I'm currently trying to improve links, including forward ones from old posts, but it is an endless struggle. I try to make links from 'I've Just Listened To...' to items, even if only as an aside, of artists that I have mentioned. If the side-bar mention is a clickable-link then that should take you straight to a post of at least some relevance. If there are problems please let me know (see below) and, similarly, if you think some pages should be cross-linked please suggest which ones and, for the benefit of everyone not least me, why. You might think that obvious but in different ways, that, to one who writes and thinks in a different way that may not seem so. If not then try Google: search "rpgreenhalgh", complete with the quote marks and the item you are looking for, again enclosed in quote marks. Here is an example:

"rpgreenhalgh" "fur and gold"

It will likely return many 'hits' (and you may have to view similar searches not included, as offered at the bottom of the page) but you should be able to pick out the more promising ones from the synopses. Please don't feel bad about it; I do just this when I can't remember where and when I posted something and, for goodness sake, I wrote and posted it in the first instance! I need to do a bit of work there.
If you can't find something then please feel free to contact me directly. I can't promise that I will respond to every question but ask me a simple one, like 'What is the catalogue number of ***some album*** that I have mentioned?' I probably can and will.
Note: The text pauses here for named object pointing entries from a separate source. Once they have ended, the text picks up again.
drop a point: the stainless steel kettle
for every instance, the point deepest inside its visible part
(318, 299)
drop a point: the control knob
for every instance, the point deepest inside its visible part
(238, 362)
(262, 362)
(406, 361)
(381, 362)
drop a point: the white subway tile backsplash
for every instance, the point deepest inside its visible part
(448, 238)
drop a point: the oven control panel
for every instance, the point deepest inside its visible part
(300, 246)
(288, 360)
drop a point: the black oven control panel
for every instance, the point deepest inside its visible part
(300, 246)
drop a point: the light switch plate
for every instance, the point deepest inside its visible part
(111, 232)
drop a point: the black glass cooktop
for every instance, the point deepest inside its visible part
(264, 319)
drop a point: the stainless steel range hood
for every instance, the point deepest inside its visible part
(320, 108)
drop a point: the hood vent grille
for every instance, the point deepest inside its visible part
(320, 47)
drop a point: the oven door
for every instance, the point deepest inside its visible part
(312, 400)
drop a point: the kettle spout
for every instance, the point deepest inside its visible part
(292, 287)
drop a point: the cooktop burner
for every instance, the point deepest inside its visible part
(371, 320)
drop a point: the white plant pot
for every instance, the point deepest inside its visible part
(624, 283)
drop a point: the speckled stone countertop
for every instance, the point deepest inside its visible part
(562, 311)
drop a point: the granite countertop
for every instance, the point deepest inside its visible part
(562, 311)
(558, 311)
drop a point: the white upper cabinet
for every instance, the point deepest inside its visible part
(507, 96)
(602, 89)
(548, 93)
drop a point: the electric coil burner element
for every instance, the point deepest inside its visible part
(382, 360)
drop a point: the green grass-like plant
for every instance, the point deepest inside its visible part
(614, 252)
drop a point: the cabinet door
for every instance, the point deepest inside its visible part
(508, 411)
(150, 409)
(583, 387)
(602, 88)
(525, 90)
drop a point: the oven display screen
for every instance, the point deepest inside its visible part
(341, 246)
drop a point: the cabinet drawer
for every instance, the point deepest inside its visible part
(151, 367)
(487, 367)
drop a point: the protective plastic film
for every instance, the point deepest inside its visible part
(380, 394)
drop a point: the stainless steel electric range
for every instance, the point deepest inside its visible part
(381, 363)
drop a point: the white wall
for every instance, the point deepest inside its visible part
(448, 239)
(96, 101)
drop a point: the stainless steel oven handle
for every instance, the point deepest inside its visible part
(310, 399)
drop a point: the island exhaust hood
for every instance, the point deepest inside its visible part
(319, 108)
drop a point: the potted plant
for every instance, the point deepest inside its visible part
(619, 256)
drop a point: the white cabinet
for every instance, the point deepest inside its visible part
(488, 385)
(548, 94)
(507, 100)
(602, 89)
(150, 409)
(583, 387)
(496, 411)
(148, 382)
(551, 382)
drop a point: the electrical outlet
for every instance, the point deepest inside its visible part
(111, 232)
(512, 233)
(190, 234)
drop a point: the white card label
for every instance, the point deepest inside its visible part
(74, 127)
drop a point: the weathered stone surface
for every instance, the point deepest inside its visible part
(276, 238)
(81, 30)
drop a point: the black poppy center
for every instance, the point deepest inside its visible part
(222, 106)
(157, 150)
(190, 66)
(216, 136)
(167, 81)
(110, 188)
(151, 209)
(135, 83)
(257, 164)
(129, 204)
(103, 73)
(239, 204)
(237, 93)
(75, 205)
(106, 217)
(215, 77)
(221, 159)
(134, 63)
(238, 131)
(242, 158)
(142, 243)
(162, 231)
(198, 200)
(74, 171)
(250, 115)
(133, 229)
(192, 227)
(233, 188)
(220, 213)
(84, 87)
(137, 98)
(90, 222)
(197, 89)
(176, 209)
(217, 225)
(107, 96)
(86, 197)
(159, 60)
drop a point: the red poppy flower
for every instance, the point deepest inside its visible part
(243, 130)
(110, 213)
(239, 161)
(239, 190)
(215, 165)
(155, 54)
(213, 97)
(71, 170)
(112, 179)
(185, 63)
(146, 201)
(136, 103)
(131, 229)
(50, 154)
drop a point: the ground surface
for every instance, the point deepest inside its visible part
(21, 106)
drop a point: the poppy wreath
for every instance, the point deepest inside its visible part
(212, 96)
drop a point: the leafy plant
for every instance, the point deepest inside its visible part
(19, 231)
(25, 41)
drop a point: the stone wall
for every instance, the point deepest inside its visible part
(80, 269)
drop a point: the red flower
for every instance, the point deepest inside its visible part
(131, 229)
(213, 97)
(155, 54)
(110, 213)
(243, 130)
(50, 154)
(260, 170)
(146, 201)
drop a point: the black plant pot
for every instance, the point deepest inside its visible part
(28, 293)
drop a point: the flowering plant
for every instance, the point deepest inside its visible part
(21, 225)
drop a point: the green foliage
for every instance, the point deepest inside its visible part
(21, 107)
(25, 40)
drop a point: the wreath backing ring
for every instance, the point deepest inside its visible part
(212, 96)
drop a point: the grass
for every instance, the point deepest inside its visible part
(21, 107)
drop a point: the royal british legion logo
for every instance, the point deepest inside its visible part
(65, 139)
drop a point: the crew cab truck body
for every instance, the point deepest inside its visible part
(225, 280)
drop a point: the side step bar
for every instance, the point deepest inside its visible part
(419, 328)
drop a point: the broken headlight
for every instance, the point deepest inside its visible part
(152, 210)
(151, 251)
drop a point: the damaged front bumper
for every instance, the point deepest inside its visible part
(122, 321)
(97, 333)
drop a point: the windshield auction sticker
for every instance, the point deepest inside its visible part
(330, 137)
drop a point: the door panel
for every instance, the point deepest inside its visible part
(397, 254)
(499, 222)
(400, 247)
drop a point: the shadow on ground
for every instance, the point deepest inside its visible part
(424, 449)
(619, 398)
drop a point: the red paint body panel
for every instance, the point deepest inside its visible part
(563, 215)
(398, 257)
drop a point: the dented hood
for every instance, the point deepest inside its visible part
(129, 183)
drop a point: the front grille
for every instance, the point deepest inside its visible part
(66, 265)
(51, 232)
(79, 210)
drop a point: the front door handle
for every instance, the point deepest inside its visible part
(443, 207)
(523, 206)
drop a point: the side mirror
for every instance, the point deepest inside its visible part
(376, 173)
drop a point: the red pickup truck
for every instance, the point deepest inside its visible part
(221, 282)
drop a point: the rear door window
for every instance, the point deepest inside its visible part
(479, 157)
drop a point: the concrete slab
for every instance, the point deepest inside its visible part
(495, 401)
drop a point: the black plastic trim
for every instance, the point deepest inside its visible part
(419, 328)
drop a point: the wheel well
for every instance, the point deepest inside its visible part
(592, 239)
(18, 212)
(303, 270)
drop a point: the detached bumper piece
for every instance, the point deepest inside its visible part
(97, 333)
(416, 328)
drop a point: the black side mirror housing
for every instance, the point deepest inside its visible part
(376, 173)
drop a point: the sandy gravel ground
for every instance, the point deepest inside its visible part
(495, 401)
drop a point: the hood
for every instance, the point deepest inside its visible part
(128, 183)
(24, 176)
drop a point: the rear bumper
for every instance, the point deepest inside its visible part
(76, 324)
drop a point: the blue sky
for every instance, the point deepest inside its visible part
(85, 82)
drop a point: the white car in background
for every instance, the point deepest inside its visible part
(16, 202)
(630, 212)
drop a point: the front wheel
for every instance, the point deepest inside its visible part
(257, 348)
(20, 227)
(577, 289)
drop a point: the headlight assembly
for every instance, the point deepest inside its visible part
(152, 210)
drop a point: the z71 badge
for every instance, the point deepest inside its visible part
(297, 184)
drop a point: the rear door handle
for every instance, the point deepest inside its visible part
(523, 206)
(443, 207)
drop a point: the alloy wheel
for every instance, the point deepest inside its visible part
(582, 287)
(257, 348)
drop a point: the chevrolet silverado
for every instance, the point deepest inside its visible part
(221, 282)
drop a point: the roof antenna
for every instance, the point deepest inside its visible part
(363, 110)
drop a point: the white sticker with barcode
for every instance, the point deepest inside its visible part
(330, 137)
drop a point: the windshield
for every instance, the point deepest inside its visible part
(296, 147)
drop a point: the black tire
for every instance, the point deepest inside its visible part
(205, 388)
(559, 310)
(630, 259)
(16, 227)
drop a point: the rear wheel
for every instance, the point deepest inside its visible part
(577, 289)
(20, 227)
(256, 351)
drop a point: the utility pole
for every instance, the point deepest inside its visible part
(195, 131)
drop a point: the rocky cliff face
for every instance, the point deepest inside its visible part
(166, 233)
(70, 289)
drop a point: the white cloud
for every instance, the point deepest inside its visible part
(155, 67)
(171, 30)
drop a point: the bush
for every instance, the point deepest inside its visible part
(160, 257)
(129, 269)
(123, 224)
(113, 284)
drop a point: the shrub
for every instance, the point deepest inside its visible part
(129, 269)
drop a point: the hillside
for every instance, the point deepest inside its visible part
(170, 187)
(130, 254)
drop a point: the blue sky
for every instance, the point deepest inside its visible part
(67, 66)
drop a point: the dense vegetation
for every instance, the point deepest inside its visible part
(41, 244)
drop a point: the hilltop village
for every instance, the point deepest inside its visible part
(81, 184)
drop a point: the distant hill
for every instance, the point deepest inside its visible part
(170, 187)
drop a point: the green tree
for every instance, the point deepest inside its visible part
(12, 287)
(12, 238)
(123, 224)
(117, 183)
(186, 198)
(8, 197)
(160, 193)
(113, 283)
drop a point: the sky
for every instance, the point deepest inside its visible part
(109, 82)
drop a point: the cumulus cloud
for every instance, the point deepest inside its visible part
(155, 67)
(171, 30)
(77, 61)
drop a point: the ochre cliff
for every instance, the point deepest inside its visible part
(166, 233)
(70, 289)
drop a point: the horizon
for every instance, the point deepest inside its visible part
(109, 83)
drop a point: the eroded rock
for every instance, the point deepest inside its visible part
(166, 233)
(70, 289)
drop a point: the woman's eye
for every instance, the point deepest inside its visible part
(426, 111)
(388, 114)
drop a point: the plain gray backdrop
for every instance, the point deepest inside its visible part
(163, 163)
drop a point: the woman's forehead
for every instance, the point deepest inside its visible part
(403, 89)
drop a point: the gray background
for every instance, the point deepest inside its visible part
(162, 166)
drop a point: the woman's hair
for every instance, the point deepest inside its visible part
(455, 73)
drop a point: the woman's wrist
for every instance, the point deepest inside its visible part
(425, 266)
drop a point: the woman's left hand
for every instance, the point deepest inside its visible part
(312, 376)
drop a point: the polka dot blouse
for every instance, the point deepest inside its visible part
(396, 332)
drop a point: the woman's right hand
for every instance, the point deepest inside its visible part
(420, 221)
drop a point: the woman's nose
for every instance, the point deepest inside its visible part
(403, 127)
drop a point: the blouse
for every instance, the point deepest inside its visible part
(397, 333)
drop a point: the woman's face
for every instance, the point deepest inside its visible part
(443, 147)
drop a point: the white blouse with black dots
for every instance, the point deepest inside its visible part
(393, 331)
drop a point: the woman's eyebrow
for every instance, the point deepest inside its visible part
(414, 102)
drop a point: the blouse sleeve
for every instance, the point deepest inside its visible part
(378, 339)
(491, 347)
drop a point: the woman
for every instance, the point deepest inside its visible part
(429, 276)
Either post a comment/question or e-mail me: contact details can be found in the sidebar: About Me>View my complete profile.

A few words of warning:
Your contribution can be credited to you or, if you would rather remain anonymous, I will respect that. You can post an anonymous comment via Blogger and it is simply your choice. It will not affect my decision, as moderator, whether or not to publish it and you can disagree with me as much as you like but - for the good of all - posts that are clearly offensive, libellous, etc. will be not be published and I'm glad to say that I have never had to invoke this yet.
I'm not saying that you can't tell me that you think my current favorite act is utter s**t, because you can, and I might unwittingly post something similar about yours. Maybe I already have!

These are merely some ground rules.

A rumour:

It's the BBC story that just runs and runs; the one that says TOTP could be back for good and 2009 looks to be an extremely appropriate year for it. Booked to run for just a few weeks when it started in 1964 it ran weekly for over forty-two years, in it's heyday had a UK weekly audience of around fifteen million, and that was on a Thursday evening! What channel wouldn't kill for that now?

The title screen in 1968 but not the icon I remember.

I might be wrong but I think that for many of a certain age, and I am one, this single is still inextricably connected with Top Of The Pops.